Je suis contente que tu sois enfin venu écrire! Ca faisait longtemps!
De plus, ça fait un bien fou d'écrire sur "ça". Cette humanité qui rend notre métier si difficile et si beau.
On sent bien que cet article là, il vient d'un endroit qui n'a pas encore écrit ici... Toi, tu deviens vraiment un infirmier...
Plein de bisous
commentaire n° :1 posté par : ether le: 03/11/2009 à 00h05
Ma mére te dirais "c'est ce qui fait de toi un bon infirmier", l'humanité, c'est ce qui manque aujourd'hui, et cela donne de l'espoir de lire ces quelques lignes.
Après je suis maman et chaque ligne que je lis est une douleur, la souffrance je la gére au quotidien mais celle des adultes.
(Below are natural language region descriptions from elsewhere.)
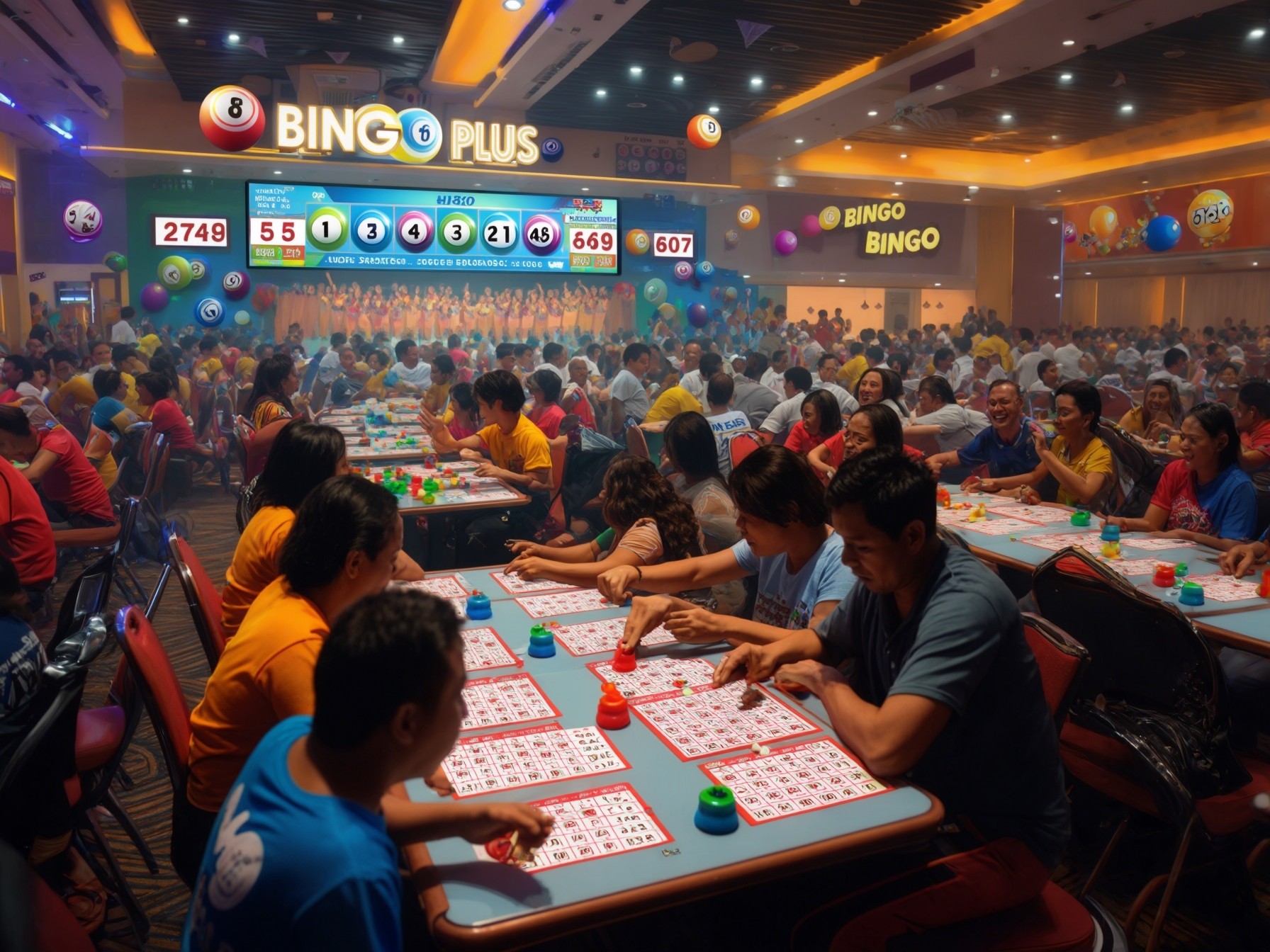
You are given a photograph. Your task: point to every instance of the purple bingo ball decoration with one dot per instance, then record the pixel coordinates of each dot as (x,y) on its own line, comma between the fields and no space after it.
(154,296)
(237,286)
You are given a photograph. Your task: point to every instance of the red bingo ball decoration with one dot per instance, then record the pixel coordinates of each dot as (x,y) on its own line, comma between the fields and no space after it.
(705,131)
(232,118)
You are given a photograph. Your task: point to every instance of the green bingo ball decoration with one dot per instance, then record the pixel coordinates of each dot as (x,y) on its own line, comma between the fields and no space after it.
(174,273)
(327,227)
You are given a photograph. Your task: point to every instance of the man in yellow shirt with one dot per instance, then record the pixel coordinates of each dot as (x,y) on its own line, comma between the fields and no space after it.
(519,451)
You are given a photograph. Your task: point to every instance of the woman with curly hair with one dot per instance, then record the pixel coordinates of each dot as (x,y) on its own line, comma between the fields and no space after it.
(648,523)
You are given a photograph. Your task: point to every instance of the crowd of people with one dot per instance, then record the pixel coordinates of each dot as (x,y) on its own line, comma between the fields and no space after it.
(817,549)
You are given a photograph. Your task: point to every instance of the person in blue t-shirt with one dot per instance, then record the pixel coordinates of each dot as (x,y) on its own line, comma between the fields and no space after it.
(784,541)
(944,689)
(300,856)
(1006,446)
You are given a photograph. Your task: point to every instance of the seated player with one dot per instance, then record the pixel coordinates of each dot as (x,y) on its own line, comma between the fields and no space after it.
(519,451)
(943,691)
(785,543)
(303,836)
(1006,446)
(649,522)
(545,392)
(1206,497)
(70,489)
(821,421)
(872,427)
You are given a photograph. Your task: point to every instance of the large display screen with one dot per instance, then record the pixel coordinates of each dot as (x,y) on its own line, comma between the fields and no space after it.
(395,229)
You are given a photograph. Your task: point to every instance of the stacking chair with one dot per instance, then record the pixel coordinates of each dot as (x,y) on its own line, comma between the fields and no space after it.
(1150,721)
(202,597)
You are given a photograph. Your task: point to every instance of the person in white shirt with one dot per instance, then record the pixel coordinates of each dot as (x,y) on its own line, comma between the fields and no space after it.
(827,371)
(409,372)
(122,332)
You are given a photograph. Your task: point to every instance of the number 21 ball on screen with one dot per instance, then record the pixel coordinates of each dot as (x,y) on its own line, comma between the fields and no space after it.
(232,118)
(415,232)
(543,234)
(704,131)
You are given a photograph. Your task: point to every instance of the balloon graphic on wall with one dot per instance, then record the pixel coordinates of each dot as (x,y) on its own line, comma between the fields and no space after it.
(1103,222)
(82,220)
(1162,232)
(174,273)
(235,285)
(1210,215)
(154,298)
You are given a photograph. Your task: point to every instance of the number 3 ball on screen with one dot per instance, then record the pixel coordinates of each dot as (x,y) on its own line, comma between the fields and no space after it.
(705,131)
(328,227)
(372,232)
(458,232)
(543,234)
(232,118)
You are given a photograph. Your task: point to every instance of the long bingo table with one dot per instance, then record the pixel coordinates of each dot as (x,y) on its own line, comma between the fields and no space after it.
(624,800)
(1021,537)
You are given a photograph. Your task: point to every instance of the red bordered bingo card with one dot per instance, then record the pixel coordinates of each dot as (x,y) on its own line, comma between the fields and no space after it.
(510,698)
(529,756)
(569,602)
(654,676)
(516,586)
(794,780)
(712,721)
(592,825)
(598,638)
(484,649)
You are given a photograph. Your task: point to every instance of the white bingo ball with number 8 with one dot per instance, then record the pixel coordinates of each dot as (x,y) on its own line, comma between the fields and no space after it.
(328,227)
(543,234)
(210,311)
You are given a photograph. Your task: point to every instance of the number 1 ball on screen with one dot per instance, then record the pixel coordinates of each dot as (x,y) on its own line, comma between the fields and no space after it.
(543,234)
(415,232)
(372,230)
(232,118)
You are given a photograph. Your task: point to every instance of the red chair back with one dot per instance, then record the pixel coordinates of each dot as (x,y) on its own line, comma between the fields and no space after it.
(160,691)
(205,601)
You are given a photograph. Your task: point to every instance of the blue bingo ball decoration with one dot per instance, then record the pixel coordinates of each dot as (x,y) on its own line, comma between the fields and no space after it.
(372,230)
(1162,232)
(553,150)
(210,312)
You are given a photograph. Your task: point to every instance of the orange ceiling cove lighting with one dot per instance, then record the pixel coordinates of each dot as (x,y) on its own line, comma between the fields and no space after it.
(479,35)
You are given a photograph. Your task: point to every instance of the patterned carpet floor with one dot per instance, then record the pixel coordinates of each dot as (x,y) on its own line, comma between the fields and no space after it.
(1213,909)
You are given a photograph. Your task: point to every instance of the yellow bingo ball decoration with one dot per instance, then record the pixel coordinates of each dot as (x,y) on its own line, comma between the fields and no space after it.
(1210,213)
(705,131)
(1104,221)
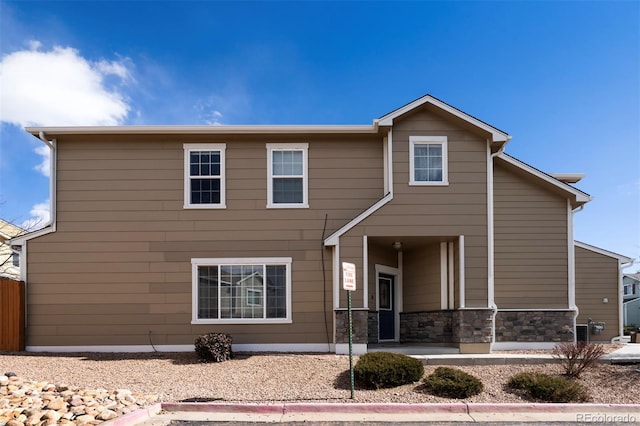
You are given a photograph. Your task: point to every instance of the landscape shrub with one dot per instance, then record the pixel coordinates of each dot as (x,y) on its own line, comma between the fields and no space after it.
(576,357)
(452,383)
(375,370)
(547,388)
(214,347)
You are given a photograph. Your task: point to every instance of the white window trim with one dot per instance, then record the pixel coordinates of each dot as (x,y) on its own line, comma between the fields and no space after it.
(304,147)
(431,140)
(196,262)
(188,147)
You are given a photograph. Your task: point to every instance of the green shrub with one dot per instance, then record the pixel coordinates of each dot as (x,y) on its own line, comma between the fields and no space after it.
(548,388)
(452,383)
(214,347)
(376,370)
(576,357)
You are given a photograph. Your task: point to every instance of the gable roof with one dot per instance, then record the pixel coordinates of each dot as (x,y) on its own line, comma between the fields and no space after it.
(621,258)
(497,135)
(578,198)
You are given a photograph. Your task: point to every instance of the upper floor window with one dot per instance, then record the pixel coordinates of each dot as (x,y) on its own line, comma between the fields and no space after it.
(287,175)
(204,183)
(428,160)
(245,290)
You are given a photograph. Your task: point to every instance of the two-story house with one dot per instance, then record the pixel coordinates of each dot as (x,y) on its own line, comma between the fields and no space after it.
(162,233)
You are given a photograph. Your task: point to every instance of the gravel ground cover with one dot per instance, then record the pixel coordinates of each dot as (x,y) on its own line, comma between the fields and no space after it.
(281,377)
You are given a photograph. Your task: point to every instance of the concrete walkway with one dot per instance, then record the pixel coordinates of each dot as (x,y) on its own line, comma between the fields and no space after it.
(166,413)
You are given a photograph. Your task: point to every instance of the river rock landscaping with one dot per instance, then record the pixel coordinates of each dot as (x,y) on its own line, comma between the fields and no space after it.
(89,388)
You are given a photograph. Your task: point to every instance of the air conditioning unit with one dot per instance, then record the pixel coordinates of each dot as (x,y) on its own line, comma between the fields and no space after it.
(582,333)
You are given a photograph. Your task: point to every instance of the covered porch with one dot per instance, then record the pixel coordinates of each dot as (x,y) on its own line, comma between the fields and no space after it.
(414,298)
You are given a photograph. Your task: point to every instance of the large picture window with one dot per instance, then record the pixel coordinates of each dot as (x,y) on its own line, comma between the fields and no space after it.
(287,168)
(204,184)
(428,158)
(241,290)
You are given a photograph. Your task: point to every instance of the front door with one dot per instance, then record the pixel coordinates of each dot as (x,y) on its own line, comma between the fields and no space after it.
(386,307)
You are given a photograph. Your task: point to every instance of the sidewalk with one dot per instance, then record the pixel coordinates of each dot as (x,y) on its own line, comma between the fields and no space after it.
(164,414)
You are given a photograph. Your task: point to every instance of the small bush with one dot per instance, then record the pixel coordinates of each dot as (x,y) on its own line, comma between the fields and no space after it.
(453,383)
(376,370)
(576,357)
(548,388)
(214,347)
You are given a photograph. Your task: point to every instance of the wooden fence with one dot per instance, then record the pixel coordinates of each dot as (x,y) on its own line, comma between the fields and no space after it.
(12,312)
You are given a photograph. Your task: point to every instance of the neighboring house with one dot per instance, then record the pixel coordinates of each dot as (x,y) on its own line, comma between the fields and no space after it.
(9,259)
(631,284)
(163,233)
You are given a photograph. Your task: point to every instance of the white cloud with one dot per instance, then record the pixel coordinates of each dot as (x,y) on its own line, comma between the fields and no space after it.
(60,87)
(45,166)
(40,216)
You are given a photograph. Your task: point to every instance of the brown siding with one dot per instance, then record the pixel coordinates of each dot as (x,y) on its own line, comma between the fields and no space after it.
(118,268)
(445,211)
(597,277)
(531,253)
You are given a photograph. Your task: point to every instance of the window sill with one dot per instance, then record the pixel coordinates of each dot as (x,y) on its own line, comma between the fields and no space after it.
(204,206)
(287,206)
(243,321)
(428,183)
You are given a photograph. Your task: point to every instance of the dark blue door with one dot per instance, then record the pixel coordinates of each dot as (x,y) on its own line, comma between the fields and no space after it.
(386,308)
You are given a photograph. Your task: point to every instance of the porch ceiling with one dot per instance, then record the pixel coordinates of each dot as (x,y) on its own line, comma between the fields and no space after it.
(408,242)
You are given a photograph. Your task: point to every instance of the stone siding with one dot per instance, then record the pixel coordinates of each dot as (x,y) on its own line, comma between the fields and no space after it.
(473,326)
(360,330)
(534,326)
(426,327)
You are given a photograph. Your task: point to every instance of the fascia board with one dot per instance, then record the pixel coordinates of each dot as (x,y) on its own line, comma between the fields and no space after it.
(18,241)
(497,135)
(334,238)
(580,196)
(155,130)
(623,259)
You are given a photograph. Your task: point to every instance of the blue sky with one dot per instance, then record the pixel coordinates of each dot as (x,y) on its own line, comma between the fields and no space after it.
(562,77)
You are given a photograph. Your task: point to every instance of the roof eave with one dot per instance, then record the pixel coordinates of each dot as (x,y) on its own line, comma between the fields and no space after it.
(248,129)
(497,135)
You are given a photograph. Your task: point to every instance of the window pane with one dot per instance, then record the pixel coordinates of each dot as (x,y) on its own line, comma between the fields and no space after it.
(276,291)
(204,163)
(208,292)
(287,163)
(205,191)
(287,190)
(427,162)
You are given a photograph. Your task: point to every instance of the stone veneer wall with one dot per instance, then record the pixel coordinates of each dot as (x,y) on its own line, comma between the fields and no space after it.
(426,327)
(360,330)
(473,326)
(459,326)
(373,327)
(534,326)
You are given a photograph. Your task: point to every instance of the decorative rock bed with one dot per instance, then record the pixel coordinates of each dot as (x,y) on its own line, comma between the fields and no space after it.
(24,402)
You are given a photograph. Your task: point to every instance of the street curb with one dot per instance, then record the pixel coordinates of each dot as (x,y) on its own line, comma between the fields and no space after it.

Me voilà bien incapable de gérer la souffrance d'un enfant.
Maman m'avait dit "tuverras" j'ai vu.
Bises à toi et bonne continuation.
commentaire n° :2 posté par : MissK le: 06/11/2009 à 12h15
Selon moi l'un des métiers les plus difficiles car il faut être armé et je ne peux que supposer que laisser ses sentiments de côtés est difficile. Après, je pense sincèrement que ces jeunes apprécient vraiment leur infirmier. Oui, tu fais du bien aux gens et ils ne peuvent vraiment pas être mieux soignés.